Demographic, ECG, CMR, and dyssynchrony parameters for the study cohort are presented in Tables 1 and 2. Median number of days between ECG and CMR was 0 (IQR 1, 4 ) days. In contrast to the comparison cohort, the Fontan patients had larger systemic ventricular volumes and mass, and lower EF, indexed stroke volume, GCS, GRS, and longer QRS interval. Details of all 24 CMR-derived dyssynchrony indices for the Fontan cohort and the comparison group are presented in Additional file 1: Table S1. Figure 3 shows the distributions for EDV_i, EF, SDTTP-CS, and QRS interval across ventricular morphology types and comparison subjects. Within the Fontan cohort, the RV and mixed groups have higher volumes, lower EF, longer QRS duration, and higher SDTTP-CS. SDTTP-CS for the LV group was similar that of the comparison LV group. Ventricular size and function measurements demonstrated modest correlation with QRS duration and SDTTP-CS (Fig. 4; Additional file 1: Figure S1). Among all the evaluated dyssynchrony metrics, SDTTP-CS, SDTTP-RS, and SDTTP-RSR had the highest correlation with measures of ventricular function (GCS, GRS, and EF; correlation coefficients ranging from 0.3 to 0.6; Additional file 1: Table S2).

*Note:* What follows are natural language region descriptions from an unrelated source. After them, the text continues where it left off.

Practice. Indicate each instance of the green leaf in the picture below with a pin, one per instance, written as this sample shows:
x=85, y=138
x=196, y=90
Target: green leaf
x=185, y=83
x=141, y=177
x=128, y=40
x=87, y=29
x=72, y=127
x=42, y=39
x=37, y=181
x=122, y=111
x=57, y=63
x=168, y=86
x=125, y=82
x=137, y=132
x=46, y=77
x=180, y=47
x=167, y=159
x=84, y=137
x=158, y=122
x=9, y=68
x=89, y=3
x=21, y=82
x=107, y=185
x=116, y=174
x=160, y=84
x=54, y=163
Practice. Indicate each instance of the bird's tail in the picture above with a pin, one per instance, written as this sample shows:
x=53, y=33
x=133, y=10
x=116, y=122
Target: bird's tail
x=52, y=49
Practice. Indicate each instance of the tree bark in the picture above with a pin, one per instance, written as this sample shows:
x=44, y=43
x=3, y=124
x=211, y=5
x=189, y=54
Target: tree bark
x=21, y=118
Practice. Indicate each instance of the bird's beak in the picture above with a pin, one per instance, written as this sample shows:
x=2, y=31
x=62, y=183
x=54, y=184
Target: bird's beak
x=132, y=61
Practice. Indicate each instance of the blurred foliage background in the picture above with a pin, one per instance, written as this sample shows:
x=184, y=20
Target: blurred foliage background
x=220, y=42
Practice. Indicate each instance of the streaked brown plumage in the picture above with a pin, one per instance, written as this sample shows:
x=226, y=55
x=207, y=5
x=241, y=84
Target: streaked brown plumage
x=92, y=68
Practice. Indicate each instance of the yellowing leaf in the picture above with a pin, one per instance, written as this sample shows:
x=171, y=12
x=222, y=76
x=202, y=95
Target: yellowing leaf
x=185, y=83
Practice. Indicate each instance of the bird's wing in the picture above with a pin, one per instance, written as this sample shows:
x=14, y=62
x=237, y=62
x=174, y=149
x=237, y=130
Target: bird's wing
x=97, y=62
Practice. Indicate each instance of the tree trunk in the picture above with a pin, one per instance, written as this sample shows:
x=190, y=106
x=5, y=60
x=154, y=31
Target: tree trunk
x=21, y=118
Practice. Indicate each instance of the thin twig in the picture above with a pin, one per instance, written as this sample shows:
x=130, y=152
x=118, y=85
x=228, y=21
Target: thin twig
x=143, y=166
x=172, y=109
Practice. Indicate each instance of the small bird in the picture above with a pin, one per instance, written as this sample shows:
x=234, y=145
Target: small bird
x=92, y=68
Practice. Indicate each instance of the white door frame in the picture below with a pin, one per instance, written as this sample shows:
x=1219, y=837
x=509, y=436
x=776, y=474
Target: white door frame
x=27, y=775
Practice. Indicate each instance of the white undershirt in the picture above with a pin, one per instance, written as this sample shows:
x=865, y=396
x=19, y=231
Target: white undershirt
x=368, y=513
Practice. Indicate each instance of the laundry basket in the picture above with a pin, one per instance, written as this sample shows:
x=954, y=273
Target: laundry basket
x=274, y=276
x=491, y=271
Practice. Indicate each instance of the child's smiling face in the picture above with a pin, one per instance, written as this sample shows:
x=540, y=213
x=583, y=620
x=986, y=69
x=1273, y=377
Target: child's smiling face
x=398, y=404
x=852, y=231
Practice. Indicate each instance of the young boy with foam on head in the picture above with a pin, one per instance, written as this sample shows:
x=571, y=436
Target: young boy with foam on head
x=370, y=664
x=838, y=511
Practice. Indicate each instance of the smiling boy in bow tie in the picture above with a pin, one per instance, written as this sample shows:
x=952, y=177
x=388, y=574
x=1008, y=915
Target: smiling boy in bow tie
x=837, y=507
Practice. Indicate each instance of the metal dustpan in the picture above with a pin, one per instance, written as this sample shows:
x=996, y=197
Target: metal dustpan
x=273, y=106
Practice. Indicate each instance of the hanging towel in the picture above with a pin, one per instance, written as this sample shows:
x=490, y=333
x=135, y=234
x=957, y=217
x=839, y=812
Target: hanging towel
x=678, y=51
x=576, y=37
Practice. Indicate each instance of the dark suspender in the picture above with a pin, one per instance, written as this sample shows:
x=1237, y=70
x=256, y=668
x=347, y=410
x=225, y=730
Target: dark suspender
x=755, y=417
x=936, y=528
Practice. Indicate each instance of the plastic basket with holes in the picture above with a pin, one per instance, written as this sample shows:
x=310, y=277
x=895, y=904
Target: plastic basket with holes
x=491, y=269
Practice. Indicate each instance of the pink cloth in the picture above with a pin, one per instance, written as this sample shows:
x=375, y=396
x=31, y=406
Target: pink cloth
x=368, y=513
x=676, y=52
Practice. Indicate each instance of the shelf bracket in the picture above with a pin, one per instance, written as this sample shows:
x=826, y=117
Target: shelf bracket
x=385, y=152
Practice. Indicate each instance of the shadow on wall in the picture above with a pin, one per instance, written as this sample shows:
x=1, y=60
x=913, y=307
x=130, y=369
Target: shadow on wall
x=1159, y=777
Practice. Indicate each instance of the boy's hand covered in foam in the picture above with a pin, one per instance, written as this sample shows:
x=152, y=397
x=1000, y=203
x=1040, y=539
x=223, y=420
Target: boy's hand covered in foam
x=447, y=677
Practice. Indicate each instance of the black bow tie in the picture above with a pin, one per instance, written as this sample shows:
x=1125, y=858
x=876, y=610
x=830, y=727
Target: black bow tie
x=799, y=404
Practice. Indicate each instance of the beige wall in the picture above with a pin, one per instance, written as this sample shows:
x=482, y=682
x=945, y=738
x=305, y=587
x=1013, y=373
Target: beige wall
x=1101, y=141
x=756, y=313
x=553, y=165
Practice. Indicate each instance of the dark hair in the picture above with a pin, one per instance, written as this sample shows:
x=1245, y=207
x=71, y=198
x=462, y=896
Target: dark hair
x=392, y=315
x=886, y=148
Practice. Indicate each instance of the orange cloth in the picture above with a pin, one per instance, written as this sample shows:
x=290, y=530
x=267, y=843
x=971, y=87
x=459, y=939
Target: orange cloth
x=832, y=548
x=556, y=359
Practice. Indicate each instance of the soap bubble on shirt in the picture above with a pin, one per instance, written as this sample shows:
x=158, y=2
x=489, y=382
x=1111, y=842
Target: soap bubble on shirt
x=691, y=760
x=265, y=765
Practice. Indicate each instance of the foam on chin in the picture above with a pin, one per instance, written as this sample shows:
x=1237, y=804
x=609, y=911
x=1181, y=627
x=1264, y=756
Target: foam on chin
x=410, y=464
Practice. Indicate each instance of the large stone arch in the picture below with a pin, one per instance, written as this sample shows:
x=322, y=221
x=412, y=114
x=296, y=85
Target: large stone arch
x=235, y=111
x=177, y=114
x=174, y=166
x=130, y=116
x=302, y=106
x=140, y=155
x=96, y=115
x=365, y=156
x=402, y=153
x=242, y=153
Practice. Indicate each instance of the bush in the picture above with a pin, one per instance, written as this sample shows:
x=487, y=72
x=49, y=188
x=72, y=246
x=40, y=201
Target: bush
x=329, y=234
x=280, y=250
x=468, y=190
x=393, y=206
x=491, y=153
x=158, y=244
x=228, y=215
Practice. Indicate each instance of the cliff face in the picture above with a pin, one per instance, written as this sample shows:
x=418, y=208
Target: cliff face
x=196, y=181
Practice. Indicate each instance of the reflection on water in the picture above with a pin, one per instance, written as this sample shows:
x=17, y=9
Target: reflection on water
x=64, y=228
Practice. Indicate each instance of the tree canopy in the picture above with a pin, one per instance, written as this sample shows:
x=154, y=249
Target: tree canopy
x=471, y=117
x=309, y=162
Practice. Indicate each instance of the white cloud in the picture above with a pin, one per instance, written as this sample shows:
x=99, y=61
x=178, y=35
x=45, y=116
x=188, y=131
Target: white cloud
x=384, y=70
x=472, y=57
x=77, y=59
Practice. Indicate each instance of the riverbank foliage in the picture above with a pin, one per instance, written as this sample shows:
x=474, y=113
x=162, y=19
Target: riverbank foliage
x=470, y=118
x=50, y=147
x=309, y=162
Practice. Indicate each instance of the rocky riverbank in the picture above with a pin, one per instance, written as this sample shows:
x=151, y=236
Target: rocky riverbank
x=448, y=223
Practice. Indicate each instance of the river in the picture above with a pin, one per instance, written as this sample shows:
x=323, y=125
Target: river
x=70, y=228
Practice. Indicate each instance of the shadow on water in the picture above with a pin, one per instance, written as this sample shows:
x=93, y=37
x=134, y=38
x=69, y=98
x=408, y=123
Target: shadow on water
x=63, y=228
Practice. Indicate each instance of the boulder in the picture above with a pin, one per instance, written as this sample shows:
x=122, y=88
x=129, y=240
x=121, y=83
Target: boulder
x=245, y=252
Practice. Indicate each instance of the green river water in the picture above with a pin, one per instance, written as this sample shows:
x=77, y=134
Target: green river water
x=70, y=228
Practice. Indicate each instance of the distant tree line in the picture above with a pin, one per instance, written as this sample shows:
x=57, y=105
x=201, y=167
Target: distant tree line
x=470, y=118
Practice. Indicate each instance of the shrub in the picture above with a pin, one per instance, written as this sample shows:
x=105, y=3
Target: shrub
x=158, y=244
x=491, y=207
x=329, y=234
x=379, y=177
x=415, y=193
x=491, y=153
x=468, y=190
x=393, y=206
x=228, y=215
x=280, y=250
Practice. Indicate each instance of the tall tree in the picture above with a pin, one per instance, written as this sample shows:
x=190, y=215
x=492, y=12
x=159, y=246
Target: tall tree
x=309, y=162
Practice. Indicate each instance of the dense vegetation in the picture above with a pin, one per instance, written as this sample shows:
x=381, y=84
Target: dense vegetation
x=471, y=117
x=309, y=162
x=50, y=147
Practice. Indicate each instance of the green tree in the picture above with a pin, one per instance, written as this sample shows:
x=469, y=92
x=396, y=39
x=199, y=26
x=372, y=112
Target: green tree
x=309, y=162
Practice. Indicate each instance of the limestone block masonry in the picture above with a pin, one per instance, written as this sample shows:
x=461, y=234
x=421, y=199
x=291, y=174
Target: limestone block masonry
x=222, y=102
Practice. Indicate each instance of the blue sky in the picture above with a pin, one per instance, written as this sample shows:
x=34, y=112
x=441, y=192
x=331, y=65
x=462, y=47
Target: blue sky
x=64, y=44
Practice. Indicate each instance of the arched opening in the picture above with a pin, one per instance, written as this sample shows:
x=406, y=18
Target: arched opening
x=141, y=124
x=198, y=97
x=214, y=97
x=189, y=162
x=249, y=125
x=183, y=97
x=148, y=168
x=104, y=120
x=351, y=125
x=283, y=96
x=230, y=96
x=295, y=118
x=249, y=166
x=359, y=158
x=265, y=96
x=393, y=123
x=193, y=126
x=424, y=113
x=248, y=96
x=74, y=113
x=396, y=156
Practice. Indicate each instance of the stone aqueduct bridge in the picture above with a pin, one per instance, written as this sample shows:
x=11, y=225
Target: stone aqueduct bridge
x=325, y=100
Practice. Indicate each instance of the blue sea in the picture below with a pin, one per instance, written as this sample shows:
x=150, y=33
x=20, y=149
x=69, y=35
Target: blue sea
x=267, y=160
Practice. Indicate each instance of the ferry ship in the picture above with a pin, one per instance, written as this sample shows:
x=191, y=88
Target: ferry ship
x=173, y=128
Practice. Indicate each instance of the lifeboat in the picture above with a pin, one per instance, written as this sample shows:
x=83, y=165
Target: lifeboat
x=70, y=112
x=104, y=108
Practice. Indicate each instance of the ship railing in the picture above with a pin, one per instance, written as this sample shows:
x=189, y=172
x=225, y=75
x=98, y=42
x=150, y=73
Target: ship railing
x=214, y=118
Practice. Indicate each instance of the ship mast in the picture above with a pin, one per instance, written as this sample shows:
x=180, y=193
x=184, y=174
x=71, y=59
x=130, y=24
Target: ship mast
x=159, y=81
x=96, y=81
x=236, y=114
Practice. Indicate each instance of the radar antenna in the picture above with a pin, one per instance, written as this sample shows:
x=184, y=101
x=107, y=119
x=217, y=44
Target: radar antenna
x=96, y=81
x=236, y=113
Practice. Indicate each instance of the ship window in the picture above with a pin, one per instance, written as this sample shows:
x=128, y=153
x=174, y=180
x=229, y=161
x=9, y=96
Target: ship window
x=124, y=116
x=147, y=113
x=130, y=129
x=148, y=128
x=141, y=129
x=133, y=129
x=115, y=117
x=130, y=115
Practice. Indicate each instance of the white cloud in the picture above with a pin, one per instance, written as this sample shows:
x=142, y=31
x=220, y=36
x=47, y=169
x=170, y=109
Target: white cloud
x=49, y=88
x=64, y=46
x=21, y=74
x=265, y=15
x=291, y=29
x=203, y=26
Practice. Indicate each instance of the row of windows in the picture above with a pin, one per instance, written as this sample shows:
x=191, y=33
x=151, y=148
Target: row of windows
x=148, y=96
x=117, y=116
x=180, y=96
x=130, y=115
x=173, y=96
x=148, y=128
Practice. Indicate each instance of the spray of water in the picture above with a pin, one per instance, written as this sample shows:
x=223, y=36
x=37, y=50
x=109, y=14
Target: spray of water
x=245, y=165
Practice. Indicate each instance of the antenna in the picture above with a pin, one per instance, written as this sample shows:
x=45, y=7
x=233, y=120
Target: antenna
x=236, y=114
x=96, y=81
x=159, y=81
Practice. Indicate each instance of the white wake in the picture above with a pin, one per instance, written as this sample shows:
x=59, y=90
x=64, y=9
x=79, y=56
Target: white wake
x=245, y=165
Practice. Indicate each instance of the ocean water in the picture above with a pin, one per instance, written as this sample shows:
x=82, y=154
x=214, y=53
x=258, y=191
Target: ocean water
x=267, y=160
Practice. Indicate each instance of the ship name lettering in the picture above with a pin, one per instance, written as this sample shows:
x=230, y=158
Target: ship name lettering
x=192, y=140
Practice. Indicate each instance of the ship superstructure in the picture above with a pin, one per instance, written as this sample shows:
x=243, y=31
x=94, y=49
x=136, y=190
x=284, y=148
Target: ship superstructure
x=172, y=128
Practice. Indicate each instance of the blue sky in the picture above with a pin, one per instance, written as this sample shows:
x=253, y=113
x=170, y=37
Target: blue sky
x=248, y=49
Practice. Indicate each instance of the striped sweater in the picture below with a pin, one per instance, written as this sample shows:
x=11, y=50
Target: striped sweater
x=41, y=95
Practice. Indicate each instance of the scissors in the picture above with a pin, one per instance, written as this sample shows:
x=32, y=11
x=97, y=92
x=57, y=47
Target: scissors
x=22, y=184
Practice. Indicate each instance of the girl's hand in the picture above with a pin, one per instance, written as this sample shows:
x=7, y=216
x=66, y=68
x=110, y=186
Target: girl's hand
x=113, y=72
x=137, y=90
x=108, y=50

With a median follow-up period of 4.3 (IQR 1.3, 7.8) years, 57 (11.3%) of the patients met the composite primary outcome with 46 deaths, 8 heart transplantations, and 18 heart transplant listings. In the RV group, 28 (14.7%) patients had the outcome compared to 19 (12.2%) in the mixed group, and 10 (6.4%) in the LV group. On bivariate Cox regression analysis, D/HTx was associated with RV or mixed ventricular morphology, lower blood pressure, higher heart rate, longer QRS, ventricular dilation, lower EF, and higher dyssynchrony indices (Table 3). A multivariable logistic regression model found that RV morphology (HR ratio 2.3; 95% CI 1.1, 4.9; p-value 0.026), EDV_i per 10 ml (HR 1.1; 95% CI 1.1, 1.2; p-value < 0.001) and percent MHR (HR ratio 1.5; 95% CI 1.2, 2.0; p-value 0.003) were independently associated with D/HTx, however, dyssynchrony metrics were not on multivariable analyses (Table 4). Figure 5 depicts Kaplan Meier plots for each ventricular morphology type stratified by cut off values for EDV_i and SDTTP-CS. The estimated 3-year percent D/HTx was 7.9% (95% CI 3.7, 12.0) for single RVs, 3.5% (95% CI 0.4, 6.4) for mixed typed ventricles, and 1.4% (95% CI 0.0, 3.2) for single LVs (p-value = 0.005). Using the cut off point of 73 ms for SDTTP-GCS that maximizes the log rank statistic, those with a SDTTP-CS of  > 73 ms had a higher Kaplan Meier estimate of 3-year percent D/HTx (12.5%; 95% CI 3.4, 15.5) compared to those below the cut off (3.3%; 95% CI 1.3, 5.1). Patients with EDV_i > 146 ml/m² had a higher rate of the primary outcome than those with EDV_i ≤ 146 ml/m² (17% [95% CI 6.4, 23.11) vs. 2.8% [95% CI 0.95, 4.6]; p-value 0.002).